По требованию ГПУ были изъяты также книги, повествующие о провокаторах, тайной слежке, охранке, секретных застенках в предреволюционные годы в России, — видимо, из опасения, что они могут вызвать у советского читателя ненужные и даже вредные для дела аллюзии и параллели. Была запрещена, например, книга знаменитого еще до революции разоблачителя провокаторов (Азефа, в том числе) В. Л. Бурцева «В погоне за провокаторами», подготовленная ленинградским издательством «Молодая гвардия». «У редактора тов. Слезкова, — объясняет заведующий Ленгублитом Энгель, — были большие сомнения в нужности издания этой книги. Книга все же была выпущена, так как особых причин к ее задержанию не было» (но у ГПУ они были!). Возможно, здесь сыграло роль то, что Бурцев стал эмигрантом и резко обличал большевиков в зарубежной прессе. Экземпляр конфискованной книги попал в свое время, видимо, в спецхран Российской национальной библиотеки и сейчас хранится в ней. Более печальной была участь книги «Секретные сотрудники и провокаторы», написанной известным пушкинистом и историком революционного движения П. Е. Щеголевым: ни одного экземпляра ее нет даже в указанной библиотеке: очевидно, весь тираж ее пошел под нож.
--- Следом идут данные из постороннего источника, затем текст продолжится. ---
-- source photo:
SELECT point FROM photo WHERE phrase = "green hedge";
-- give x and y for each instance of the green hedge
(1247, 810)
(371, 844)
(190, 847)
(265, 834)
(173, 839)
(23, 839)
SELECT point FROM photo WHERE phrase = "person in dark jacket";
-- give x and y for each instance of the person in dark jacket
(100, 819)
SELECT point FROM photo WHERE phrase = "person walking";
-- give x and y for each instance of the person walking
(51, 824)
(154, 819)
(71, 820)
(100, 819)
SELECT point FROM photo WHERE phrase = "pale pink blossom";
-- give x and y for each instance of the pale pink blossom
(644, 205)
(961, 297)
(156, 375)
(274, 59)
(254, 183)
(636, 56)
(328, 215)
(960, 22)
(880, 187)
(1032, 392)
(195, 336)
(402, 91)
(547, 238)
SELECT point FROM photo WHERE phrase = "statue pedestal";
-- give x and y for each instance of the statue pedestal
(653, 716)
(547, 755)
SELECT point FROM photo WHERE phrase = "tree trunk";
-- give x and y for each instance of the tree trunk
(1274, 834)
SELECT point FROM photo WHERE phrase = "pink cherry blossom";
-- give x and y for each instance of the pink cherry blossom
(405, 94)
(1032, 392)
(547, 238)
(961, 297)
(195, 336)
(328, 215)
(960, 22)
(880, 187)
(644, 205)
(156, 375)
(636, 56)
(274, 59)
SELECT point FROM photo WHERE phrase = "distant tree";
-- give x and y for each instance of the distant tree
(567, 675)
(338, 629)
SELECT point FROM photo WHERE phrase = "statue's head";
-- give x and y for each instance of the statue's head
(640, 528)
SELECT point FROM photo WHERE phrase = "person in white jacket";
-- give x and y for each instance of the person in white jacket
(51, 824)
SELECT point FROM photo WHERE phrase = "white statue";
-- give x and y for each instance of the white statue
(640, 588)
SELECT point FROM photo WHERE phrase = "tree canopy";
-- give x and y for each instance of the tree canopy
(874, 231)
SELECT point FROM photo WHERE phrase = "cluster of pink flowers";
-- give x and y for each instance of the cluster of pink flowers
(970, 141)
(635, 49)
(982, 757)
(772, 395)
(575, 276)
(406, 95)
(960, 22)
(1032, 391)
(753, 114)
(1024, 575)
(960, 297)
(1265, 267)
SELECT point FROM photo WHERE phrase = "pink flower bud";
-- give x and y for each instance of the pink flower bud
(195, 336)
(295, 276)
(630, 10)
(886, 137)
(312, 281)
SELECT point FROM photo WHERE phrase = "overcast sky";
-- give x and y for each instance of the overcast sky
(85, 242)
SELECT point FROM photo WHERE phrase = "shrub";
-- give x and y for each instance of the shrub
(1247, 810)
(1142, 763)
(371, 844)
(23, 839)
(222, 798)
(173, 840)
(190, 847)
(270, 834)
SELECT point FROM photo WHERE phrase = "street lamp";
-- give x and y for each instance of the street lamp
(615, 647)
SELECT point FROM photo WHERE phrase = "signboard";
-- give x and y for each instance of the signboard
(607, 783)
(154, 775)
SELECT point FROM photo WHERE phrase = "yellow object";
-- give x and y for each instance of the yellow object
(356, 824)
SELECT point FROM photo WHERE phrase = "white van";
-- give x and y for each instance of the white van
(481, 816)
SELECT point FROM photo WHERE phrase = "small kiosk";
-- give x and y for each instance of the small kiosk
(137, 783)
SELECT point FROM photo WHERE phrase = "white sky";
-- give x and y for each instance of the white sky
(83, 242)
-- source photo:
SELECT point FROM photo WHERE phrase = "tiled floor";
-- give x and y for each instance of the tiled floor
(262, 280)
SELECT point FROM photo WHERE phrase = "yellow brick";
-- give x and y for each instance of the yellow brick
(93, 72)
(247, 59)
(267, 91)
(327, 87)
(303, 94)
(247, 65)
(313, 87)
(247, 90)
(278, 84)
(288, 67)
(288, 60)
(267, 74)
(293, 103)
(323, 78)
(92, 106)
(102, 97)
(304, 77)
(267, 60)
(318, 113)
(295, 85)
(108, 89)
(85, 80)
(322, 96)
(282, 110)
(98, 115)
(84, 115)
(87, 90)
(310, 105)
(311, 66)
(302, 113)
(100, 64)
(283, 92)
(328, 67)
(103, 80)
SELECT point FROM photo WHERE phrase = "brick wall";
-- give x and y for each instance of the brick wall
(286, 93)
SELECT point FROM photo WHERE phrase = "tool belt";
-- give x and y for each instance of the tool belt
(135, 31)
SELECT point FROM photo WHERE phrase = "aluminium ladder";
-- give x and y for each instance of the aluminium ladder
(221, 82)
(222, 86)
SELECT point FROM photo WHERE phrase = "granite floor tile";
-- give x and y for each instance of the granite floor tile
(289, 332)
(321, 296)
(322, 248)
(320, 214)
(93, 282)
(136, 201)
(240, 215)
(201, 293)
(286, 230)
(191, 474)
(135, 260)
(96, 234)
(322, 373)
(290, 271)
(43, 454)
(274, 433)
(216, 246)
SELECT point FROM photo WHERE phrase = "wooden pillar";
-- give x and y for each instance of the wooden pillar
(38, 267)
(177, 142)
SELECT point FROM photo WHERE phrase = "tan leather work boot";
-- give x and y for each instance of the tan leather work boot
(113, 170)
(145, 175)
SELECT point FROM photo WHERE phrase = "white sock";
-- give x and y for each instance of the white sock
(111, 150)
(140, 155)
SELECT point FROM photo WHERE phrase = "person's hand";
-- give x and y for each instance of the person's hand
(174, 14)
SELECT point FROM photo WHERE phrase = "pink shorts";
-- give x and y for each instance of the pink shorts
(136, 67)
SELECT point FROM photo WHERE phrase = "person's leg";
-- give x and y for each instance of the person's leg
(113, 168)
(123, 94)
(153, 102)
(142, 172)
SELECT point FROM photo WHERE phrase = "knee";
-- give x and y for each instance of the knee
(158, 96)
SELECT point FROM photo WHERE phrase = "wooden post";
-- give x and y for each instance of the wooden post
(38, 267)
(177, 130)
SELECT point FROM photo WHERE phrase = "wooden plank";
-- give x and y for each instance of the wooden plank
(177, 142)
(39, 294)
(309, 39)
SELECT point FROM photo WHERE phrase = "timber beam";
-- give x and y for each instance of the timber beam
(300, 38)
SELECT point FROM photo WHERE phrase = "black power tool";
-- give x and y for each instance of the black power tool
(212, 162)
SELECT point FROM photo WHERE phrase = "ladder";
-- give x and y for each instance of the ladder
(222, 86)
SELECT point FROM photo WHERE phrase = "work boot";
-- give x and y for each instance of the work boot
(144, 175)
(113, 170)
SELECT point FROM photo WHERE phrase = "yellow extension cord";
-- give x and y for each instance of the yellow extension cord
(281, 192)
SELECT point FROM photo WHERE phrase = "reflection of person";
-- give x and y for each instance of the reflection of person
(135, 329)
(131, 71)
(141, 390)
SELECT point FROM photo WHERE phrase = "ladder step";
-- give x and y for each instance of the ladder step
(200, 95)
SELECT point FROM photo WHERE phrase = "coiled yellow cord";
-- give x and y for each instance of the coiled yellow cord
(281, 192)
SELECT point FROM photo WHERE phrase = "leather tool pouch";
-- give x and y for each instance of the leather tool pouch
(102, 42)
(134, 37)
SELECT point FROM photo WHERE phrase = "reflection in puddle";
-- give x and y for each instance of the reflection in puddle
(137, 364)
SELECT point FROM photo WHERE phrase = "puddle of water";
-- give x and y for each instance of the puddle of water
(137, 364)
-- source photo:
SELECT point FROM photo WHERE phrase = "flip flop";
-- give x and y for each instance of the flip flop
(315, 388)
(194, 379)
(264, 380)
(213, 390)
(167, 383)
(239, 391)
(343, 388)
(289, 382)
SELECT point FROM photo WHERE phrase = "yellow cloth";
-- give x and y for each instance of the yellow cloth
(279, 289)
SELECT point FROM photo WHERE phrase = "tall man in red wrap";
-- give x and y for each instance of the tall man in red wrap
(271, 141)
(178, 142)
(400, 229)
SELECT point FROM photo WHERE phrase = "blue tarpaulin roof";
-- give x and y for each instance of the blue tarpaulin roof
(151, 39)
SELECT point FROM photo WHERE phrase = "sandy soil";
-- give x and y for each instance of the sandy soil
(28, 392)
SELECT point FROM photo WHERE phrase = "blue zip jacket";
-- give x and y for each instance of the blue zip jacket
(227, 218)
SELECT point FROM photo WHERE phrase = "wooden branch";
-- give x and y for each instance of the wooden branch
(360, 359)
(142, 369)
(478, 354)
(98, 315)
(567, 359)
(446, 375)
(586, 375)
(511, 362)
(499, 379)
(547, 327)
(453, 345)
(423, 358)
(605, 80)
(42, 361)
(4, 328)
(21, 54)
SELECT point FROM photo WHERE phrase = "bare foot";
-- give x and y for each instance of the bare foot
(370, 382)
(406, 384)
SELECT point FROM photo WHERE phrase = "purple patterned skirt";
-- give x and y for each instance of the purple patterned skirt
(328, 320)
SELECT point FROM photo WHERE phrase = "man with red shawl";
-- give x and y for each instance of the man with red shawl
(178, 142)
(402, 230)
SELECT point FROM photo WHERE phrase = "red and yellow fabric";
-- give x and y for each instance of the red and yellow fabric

Об этом сообщает и сам Энгель: «Книга представляет большой интерес. Пропущена тов. Арским в бытность его заместителем уполномоченного по ГИЗу. Задержана ГПУ в типографии из-за соображений специального характера». Под ними, очевидно, подразумевались сведения о самом механизме, технике тайного политического сыска, взятые на вооружение преемниками дореволюционных жандармских отделений. Это подтверждается фактом конфискации и уничтожения рукописи другой книги П. Е. Щеголева — «Голубые мундиры», о которой в донесении сказано: «Книга в просмотре у нас не была.

Послана ГИЗом на предмет отзыва в ГПУ и, так как дело касалось работы жандармов, после отрицательного отзыва последнего даже не набиралась». Здесь уже все названо своими именами…

И тем более вызывали гнев тайной полиции случаи, когда в публикации фигурировали не ее предшественники, а непосредственно сами сотрудники ГПУ. Особенно красочен случай запрещения 22-го номера «Врачебной газеты» за 1928 г. В объяснении Энгеля сказано по этому казусу кратко: «Описание случая болезни сексота ГПУ. Редактор тов. Кантор. Явная наша ошибка»: здесь он покаялся и не нашел сколько-нибудь подходящих объяснений такого огреха. Дело разгорелось из-за публикации в этом номере ленинградской «Врачебной газеты» (на самом деле это научный журнал, выходивший с 1901 по 1930 гг.) статьи, присланной из Курского невро-психиатрического диспансера доктором К. К. Спицыным «Алкоголизм в этиологии неврозов». В совершенно академическом тоне он рассказывает о «больном И. В. И., 37 лет, члене ВКП(б)», который поступил в больницу «в крайне депрессивном состоянии». Он жаловался на то, что не может находиться в людных местах, даже на демонстрации, «все вселяет в него непобедимый ужас», «непонятный страх»: он даже направил в партийную ячейку письмо, в котором грозился покончить с собой. «Анамнез» его таков: пить начал с 1915 г., но умеренно; однако, в 1917 г., вступив в партию и начав работать «в органах», окончательно поддался «слабости». «Как сознательный человек, — пишет в статье курский доктор, — он понимал, что позорно быть членом партии, агентом ГПУ, быть на хорошем счету и пить. Поэтому свою болезнь — хронический алкоголизм — он скрывал всеми доступными ему способами и больше всего в мире боялся разоблачения… Разоблачить его могли люди, когда И. был в открытой службе, прежде всего — начальствующие лица; с переходом в сексоты (секретные сотрудники) разоблачителями могли стать такие же сексоты, как и он сам, то есть любой гражданин». Именно поэтому он стал избегать людных мест: перронов, площадей, митингов, и демонстраций, что очень затрудняло выполнение им своих обязанностей. Заканчивается эта замечательная в своем роде история болезни весьма оптимистически: «Гражданин И., будучи весьма сметливым от природы человеком, понял суть своего заболевания, условные связи распались, и он служит вновь».